Fig 1: Architecture of DarkAgents. An orchestrator organises and coordi-
Limitations
- Current implementation handles only single pipeline branch (FOPT gravitational wave analysis); others planned but not released.
- LLM hallucinations occasionally produce fabricated literature citations requiring human vetting.
- Certain constraint classes (e.g., kinetic and scalar mixing bounds) not fully implemented; system flags but cannot apply them.

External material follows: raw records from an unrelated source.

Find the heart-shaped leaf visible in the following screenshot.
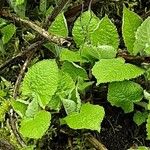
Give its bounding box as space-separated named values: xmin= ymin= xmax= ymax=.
xmin=22 ymin=60 xmax=59 ymax=108
xmin=107 ymin=81 xmax=143 ymax=113
xmin=20 ymin=110 xmax=51 ymax=139
xmin=92 ymin=58 xmax=145 ymax=83
xmin=63 ymin=103 xmax=105 ymax=132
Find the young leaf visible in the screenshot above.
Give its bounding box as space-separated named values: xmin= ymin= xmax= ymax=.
xmin=20 ymin=145 xmax=35 ymax=150
xmin=72 ymin=11 xmax=99 ymax=46
xmin=144 ymin=90 xmax=150 ymax=110
xmin=107 ymin=81 xmax=143 ymax=113
xmin=48 ymin=13 xmax=68 ymax=37
xmin=60 ymin=48 xmax=82 ymax=62
xmin=62 ymin=61 xmax=88 ymax=80
xmin=56 ymin=71 xmax=75 ymax=98
xmin=146 ymin=114 xmax=150 ymax=140
xmin=122 ymin=6 xmax=142 ymax=53
xmin=63 ymin=103 xmax=105 ymax=132
xmin=61 ymin=99 xmax=77 ymax=115
xmin=1 ymin=24 xmax=16 ymax=44
xmin=133 ymin=17 xmax=150 ymax=55
xmin=0 ymin=100 xmax=10 ymax=122
xmin=91 ymin=16 xmax=119 ymax=50
xmin=20 ymin=111 xmax=51 ymax=139
xmin=25 ymin=98 xmax=39 ymax=117
xmin=9 ymin=0 xmax=27 ymax=18
xmin=92 ymin=58 xmax=145 ymax=83
xmin=80 ymin=44 xmax=117 ymax=60
xmin=40 ymin=0 xmax=47 ymax=14
xmin=133 ymin=111 xmax=148 ymax=126
xmin=22 ymin=60 xmax=59 ymax=107
xmin=11 ymin=99 xmax=28 ymax=118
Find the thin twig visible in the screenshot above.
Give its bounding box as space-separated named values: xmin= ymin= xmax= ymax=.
xmin=0 ymin=40 xmax=44 ymax=74
xmin=0 ymin=10 xmax=75 ymax=49
xmin=9 ymin=44 xmax=37 ymax=147
xmin=87 ymin=134 xmax=108 ymax=150
xmin=43 ymin=0 xmax=70 ymax=30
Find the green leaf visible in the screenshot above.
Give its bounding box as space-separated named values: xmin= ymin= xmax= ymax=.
xmin=22 ymin=60 xmax=59 ymax=108
xmin=146 ymin=114 xmax=150 ymax=140
xmin=133 ymin=111 xmax=148 ymax=126
xmin=60 ymin=48 xmax=82 ymax=62
xmin=0 ymin=100 xmax=10 ymax=122
xmin=64 ymin=103 xmax=105 ymax=132
xmin=9 ymin=0 xmax=27 ymax=18
xmin=80 ymin=44 xmax=117 ymax=60
xmin=56 ymin=71 xmax=75 ymax=98
xmin=48 ymin=13 xmax=68 ymax=37
xmin=20 ymin=145 xmax=35 ymax=150
xmin=68 ymin=82 xmax=81 ymax=112
xmin=25 ymin=99 xmax=39 ymax=117
xmin=122 ymin=6 xmax=142 ymax=53
xmin=61 ymin=99 xmax=77 ymax=115
xmin=62 ymin=61 xmax=88 ymax=80
xmin=133 ymin=17 xmax=150 ymax=55
xmin=107 ymin=81 xmax=143 ymax=113
xmin=47 ymin=94 xmax=62 ymax=112
xmin=16 ymin=0 xmax=24 ymax=5
xmin=1 ymin=24 xmax=16 ymax=44
xmin=91 ymin=16 xmax=119 ymax=50
xmin=72 ymin=11 xmax=99 ymax=46
xmin=20 ymin=111 xmax=51 ymax=139
xmin=11 ymin=99 xmax=28 ymax=118
xmin=144 ymin=90 xmax=150 ymax=110
xmin=92 ymin=58 xmax=145 ymax=84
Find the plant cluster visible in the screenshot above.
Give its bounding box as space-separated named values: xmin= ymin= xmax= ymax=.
xmin=0 ymin=0 xmax=150 ymax=150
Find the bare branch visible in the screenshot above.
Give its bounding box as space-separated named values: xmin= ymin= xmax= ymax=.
xmin=1 ymin=10 xmax=75 ymax=49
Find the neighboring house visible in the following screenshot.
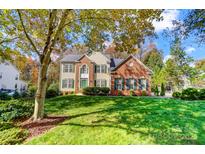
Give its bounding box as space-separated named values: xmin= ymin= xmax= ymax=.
xmin=0 ymin=61 xmax=27 ymax=92
xmin=60 ymin=52 xmax=151 ymax=95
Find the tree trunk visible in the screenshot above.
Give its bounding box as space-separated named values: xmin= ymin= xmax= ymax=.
xmin=32 ymin=64 xmax=48 ymax=121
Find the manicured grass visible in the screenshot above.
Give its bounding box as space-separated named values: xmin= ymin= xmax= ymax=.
xmin=26 ymin=96 xmax=205 ymax=145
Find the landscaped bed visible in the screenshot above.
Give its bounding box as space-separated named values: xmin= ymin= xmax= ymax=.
xmin=24 ymin=96 xmax=205 ymax=145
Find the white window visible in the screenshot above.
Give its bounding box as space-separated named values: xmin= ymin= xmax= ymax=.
xmin=95 ymin=79 xmax=107 ymax=87
xmin=95 ymin=65 xmax=100 ymax=73
xmin=96 ymin=79 xmax=100 ymax=87
xmin=68 ymin=79 xmax=74 ymax=88
xmin=101 ymin=65 xmax=107 ymax=73
xmin=80 ymin=65 xmax=88 ymax=74
xmin=114 ymin=78 xmax=123 ymax=90
xmin=139 ymin=79 xmax=146 ymax=90
xmin=101 ymin=79 xmax=107 ymax=87
xmin=63 ymin=64 xmax=74 ymax=73
xmin=62 ymin=79 xmax=68 ymax=88
xmin=15 ymin=75 xmax=18 ymax=80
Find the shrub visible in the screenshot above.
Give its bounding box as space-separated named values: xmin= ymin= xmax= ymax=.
xmin=142 ymin=90 xmax=147 ymax=96
xmin=21 ymin=91 xmax=29 ymax=98
xmin=0 ymin=100 xmax=34 ymax=121
xmin=28 ymin=86 xmax=37 ymax=97
xmin=46 ymin=89 xmax=58 ymax=98
xmin=0 ymin=123 xmax=28 ymax=145
xmin=172 ymin=92 xmax=181 ymax=98
xmin=130 ymin=90 xmax=135 ymax=96
xmin=160 ymin=83 xmax=165 ymax=96
xmin=154 ymin=86 xmax=159 ymax=96
xmin=199 ymin=89 xmax=205 ymax=100
xmin=13 ymin=90 xmax=21 ymax=99
xmin=46 ymin=83 xmax=59 ymax=98
xmin=0 ymin=92 xmax=11 ymax=100
xmin=100 ymin=87 xmax=110 ymax=95
xmin=181 ymin=88 xmax=199 ymax=100
xmin=83 ymin=87 xmax=110 ymax=95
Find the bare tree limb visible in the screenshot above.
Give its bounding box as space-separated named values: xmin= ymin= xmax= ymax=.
xmin=0 ymin=37 xmax=18 ymax=45
xmin=17 ymin=10 xmax=41 ymax=56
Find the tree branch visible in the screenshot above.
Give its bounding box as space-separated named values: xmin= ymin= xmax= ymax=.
xmin=17 ymin=10 xmax=41 ymax=56
xmin=0 ymin=37 xmax=18 ymax=45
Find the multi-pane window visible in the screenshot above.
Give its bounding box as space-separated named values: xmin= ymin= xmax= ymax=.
xmin=62 ymin=79 xmax=74 ymax=88
xmin=138 ymin=79 xmax=146 ymax=90
xmin=63 ymin=64 xmax=74 ymax=73
xmin=114 ymin=78 xmax=123 ymax=90
xmin=15 ymin=75 xmax=18 ymax=80
xmin=101 ymin=65 xmax=107 ymax=73
xmin=95 ymin=65 xmax=100 ymax=73
xmin=62 ymin=79 xmax=68 ymax=88
xmin=80 ymin=65 xmax=88 ymax=74
xmin=80 ymin=79 xmax=88 ymax=88
xmin=126 ymin=78 xmax=137 ymax=90
xmin=101 ymin=79 xmax=107 ymax=87
xmin=96 ymin=79 xmax=100 ymax=87
xmin=126 ymin=78 xmax=136 ymax=90
xmin=95 ymin=79 xmax=107 ymax=87
xmin=95 ymin=65 xmax=107 ymax=73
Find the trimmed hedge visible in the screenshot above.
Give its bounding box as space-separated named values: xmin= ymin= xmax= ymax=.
xmin=172 ymin=88 xmax=205 ymax=100
xmin=172 ymin=92 xmax=181 ymax=98
xmin=0 ymin=92 xmax=11 ymax=100
xmin=83 ymin=87 xmax=110 ymax=96
xmin=0 ymin=122 xmax=28 ymax=145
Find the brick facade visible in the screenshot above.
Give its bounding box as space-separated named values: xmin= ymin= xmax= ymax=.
xmin=75 ymin=56 xmax=95 ymax=93
xmin=111 ymin=56 xmax=151 ymax=96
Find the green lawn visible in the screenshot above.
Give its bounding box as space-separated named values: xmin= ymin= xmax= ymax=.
xmin=26 ymin=96 xmax=205 ymax=145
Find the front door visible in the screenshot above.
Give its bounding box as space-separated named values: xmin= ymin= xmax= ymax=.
xmin=80 ymin=79 xmax=88 ymax=89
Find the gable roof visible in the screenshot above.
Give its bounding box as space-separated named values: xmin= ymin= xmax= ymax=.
xmin=112 ymin=55 xmax=153 ymax=73
xmin=110 ymin=58 xmax=124 ymax=70
xmin=61 ymin=54 xmax=83 ymax=62
xmin=61 ymin=54 xmax=153 ymax=73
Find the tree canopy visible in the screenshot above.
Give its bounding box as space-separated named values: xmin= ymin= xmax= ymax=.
xmin=0 ymin=9 xmax=162 ymax=120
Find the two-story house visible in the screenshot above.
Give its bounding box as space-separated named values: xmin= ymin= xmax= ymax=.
xmin=0 ymin=61 xmax=27 ymax=92
xmin=60 ymin=52 xmax=151 ymax=95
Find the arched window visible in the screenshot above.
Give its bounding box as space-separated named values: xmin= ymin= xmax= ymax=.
xmin=80 ymin=65 xmax=88 ymax=74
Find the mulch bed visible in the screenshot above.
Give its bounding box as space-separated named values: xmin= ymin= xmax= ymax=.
xmin=20 ymin=116 xmax=68 ymax=140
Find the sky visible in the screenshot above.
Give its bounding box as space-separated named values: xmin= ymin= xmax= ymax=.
xmin=153 ymin=10 xmax=205 ymax=60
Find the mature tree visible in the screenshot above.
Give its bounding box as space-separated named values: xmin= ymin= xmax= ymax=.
xmin=180 ymin=9 xmax=205 ymax=43
xmin=195 ymin=59 xmax=205 ymax=72
xmin=0 ymin=10 xmax=162 ymax=120
xmin=164 ymin=38 xmax=196 ymax=89
xmin=143 ymin=48 xmax=163 ymax=72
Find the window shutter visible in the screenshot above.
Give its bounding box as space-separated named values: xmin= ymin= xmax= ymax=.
xmin=126 ymin=79 xmax=129 ymax=90
xmin=146 ymin=80 xmax=149 ymax=91
xmin=122 ymin=78 xmax=125 ymax=90
xmin=72 ymin=79 xmax=74 ymax=88
xmin=114 ymin=79 xmax=117 ymax=90
xmin=134 ymin=79 xmax=137 ymax=90
xmin=138 ymin=79 xmax=142 ymax=90
xmin=94 ymin=65 xmax=97 ymax=73
xmin=73 ymin=64 xmax=75 ymax=73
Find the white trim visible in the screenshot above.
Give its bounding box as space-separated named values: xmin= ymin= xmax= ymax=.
xmin=78 ymin=63 xmax=90 ymax=90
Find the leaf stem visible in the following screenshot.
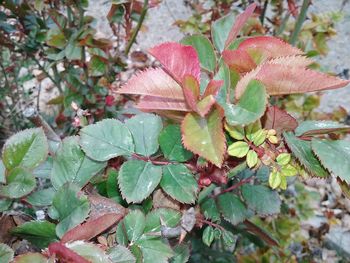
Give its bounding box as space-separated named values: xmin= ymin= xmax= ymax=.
xmin=289 ymin=0 xmax=311 ymax=46
xmin=125 ymin=0 xmax=148 ymax=55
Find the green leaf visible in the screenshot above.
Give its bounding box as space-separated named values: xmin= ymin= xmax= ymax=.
xmin=135 ymin=237 xmax=174 ymax=263
xmin=211 ymin=13 xmax=235 ymax=53
xmin=0 ymin=243 xmax=14 ymax=263
xmin=202 ymin=226 xmax=215 ymax=247
xmin=159 ymin=125 xmax=193 ymax=162
xmin=283 ymin=132 xmax=328 ymax=178
xmin=107 ymin=245 xmax=136 ymax=263
xmin=80 ymin=119 xmax=134 ymax=161
xmin=116 ymin=210 xmax=146 ymax=246
xmin=66 ymin=241 xmax=110 ymax=263
xmin=181 ymin=109 xmax=226 ymax=167
xmin=201 ymin=198 xmax=220 ymax=221
xmin=144 ymin=208 xmax=181 ymax=233
xmin=125 ymin=113 xmax=163 ymax=159
xmin=276 ymin=153 xmax=291 ymax=165
xmin=49 ymin=183 xmax=90 ymax=238
xmin=227 ymin=141 xmax=249 ymax=158
xmin=295 ymin=121 xmax=350 ymax=136
xmin=106 ymin=168 xmax=122 ymax=203
xmin=247 ymin=150 xmax=258 ymax=168
xmin=218 ymin=193 xmax=248 ymax=225
xmin=88 ymin=56 xmax=107 ymax=77
xmin=2 ymin=128 xmax=49 ymax=170
xmin=160 ymin=164 xmax=198 ymax=204
xmin=170 ymin=244 xmax=190 ymax=263
xmin=11 ymin=221 xmax=57 ymax=249
xmin=242 ymin=184 xmax=281 ymax=216
xmin=224 ymin=80 xmax=267 ymax=125
xmin=181 ymin=35 xmax=216 ymax=72
xmin=118 ymin=160 xmax=162 ymax=203
xmin=26 ymin=188 xmax=56 ymax=206
xmin=0 ymin=167 xmax=36 ymax=198
xmin=312 ymin=138 xmax=350 ymax=184
xmin=51 ymin=136 xmax=106 ymax=189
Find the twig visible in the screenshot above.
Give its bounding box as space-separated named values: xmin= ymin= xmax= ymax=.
xmin=289 ymin=0 xmax=311 ymax=46
xmin=125 ymin=0 xmax=148 ymax=55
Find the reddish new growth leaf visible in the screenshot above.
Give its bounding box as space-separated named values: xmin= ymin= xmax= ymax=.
xmin=49 ymin=242 xmax=90 ymax=263
xmin=225 ymin=4 xmax=256 ymax=49
xmin=61 ymin=213 xmax=124 ymax=243
xmin=264 ymin=106 xmax=298 ymax=135
xmin=149 ymin=42 xmax=201 ymax=84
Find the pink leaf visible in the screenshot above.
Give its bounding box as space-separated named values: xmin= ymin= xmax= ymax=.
xmin=225 ymin=4 xmax=256 ymax=49
xmin=137 ymin=96 xmax=191 ymax=111
xmin=149 ymin=42 xmax=200 ymax=84
xmin=222 ymin=50 xmax=256 ymax=73
xmin=117 ymin=68 xmax=184 ymax=99
xmin=61 ymin=213 xmax=124 ymax=243
xmin=264 ymin=106 xmax=298 ymax=135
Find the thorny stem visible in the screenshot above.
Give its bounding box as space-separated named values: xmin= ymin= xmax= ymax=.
xmin=125 ymin=0 xmax=148 ymax=55
xmin=289 ymin=0 xmax=311 ymax=46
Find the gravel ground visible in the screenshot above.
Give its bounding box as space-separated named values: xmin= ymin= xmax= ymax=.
xmin=88 ymin=0 xmax=350 ymax=112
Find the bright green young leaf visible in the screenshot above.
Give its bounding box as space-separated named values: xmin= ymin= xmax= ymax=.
xmin=295 ymin=121 xmax=350 ymax=136
xmin=135 ymin=236 xmax=174 ymax=263
xmin=118 ymin=160 xmax=162 ymax=203
xmin=170 ymin=243 xmax=190 ymax=263
xmin=181 ymin=35 xmax=216 ymax=72
xmin=11 ymin=221 xmax=57 ymax=249
xmin=218 ymin=193 xmax=248 ymax=225
xmin=276 ymin=153 xmax=291 ymax=165
xmin=107 ymin=245 xmax=136 ymax=263
xmin=49 ymin=183 xmax=90 ymax=238
xmin=224 ymin=80 xmax=267 ymax=125
xmin=269 ymin=171 xmax=282 ymax=189
xmin=125 ymin=113 xmax=163 ymax=156
xmin=201 ymin=198 xmax=220 ymax=221
xmin=159 ymin=125 xmax=193 ymax=162
xmin=227 ymin=141 xmax=249 ymax=158
xmin=283 ymin=132 xmax=328 ymax=178
xmin=116 ymin=210 xmax=146 ymax=246
xmin=202 ymin=226 xmax=214 ymax=247
xmin=0 ymin=167 xmax=36 ymax=198
xmin=242 ymin=184 xmax=281 ymax=216
xmin=312 ymin=138 xmax=350 ymax=184
xmin=144 ymin=208 xmax=181 ymax=233
xmin=211 ymin=13 xmax=235 ymax=53
xmin=0 ymin=243 xmax=14 ymax=263
xmin=181 ymin=109 xmax=226 ymax=167
xmin=66 ymin=240 xmax=110 ymax=263
xmin=160 ymin=164 xmax=198 ymax=204
xmin=26 ymin=188 xmax=56 ymax=206
xmin=51 ymin=136 xmax=106 ymax=189
xmin=2 ymin=128 xmax=49 ymax=170
xmin=80 ymin=119 xmax=134 ymax=161
xmin=247 ymin=150 xmax=258 ymax=168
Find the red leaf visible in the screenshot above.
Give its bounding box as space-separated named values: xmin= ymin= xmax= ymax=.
xmin=264 ymin=106 xmax=298 ymax=134
xmin=49 ymin=242 xmax=90 ymax=263
xmin=225 ymin=4 xmax=256 ymax=49
xmin=222 ymin=50 xmax=256 ymax=73
xmin=137 ymin=96 xmax=191 ymax=111
xmin=61 ymin=213 xmax=124 ymax=243
xmin=117 ymin=68 xmax=185 ymax=100
xmin=202 ymin=79 xmax=224 ymax=98
xmin=149 ymin=42 xmax=200 ymax=84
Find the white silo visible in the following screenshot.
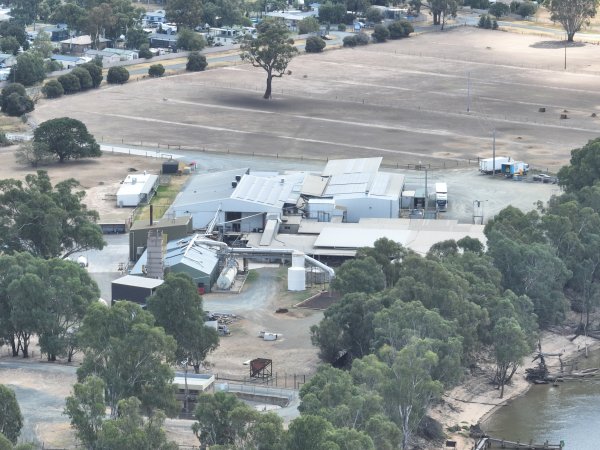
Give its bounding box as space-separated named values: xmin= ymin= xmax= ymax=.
xmin=288 ymin=267 xmax=306 ymax=291
xmin=292 ymin=250 xmax=304 ymax=267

- Reduced reliability with less capable LLMs necessitates continued human supervision and correction.
- No adversarial robustness evaluation or simulated attacks on the agentic workflow reported.
- No formal statistical significance tests or cross-validation beyond multiple independent LLM runs described.
Open questions / follow-ons
- How to extend DarkAgents to support multiple interconnected TAP problems and enable cross-branch communication among different DarkAgents?
- Can future versions reduce hallucinations further or automatically flag/add missing phenomenological analyses without human intervention?
- What are effective methods to integrate new physics constraints (e.g., kinetic mixing) dynamically with algorithmic computation of relevant quantities?
- How can the architecture adapt to future more powerful LLMs to decrease human-in-the-loop while maintaining high reliability?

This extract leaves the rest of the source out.